Who participates in the livestreams and what exactly is your personal role in all this?

(Amund Ulvestad) It was my plan from the start to work with a diverse set of collaborators. So far I have involved contemporary dancer Ulf Nilseng, who is a veteran in exploring gay identity and experience onstage; the British actress Kate Pendry, whose work, ranging from small-scale, hard-hitting performance art to big-scale slick opera productions, I have always found very interesting; and Yvan Novak, who is a young creative performer from Burundi currently living in Berlin. Eili Johannessen of Norwegian-Sami heritage and Josua Josua, a visual artist from Indonesia, have been assisting me with the camera work and editing. Involving people with minority experience – including the gay/queer experience that I myself share – enriches the work, of course, but perhaps more importantly, it makes me feel more at home in the process.

If research can be fruitfully influenced by art, how would you say that, vice versa, literature and art studies might have influenced your work?
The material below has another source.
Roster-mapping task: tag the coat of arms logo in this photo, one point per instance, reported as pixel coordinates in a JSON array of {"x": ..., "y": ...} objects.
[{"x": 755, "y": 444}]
(Amund Ulvestad) To put it bluntly, I do not believe in a clear distinction between academic and artistic work. It is built on romantic notions of the intuitively creative artist and the pedantic, structure-oriented academic, archetypes which I find rather silly. Artistic work is, of course, always informed by culture and the intellectual, theoretical framework in which it is situated. Conversely, academic work is also always creative and, in many ways, intuitive and improvisational. In dealing with concretisations of the abstract, I think academics and artists have much in common. I’m hugely enjoying my conversations with other cluster members, learning more about the conceptual trajectories that are being developed and explored within the EXC 2020, and I would have to be deaf, dumb and blind not to be influenced by the richness of a project such as this one.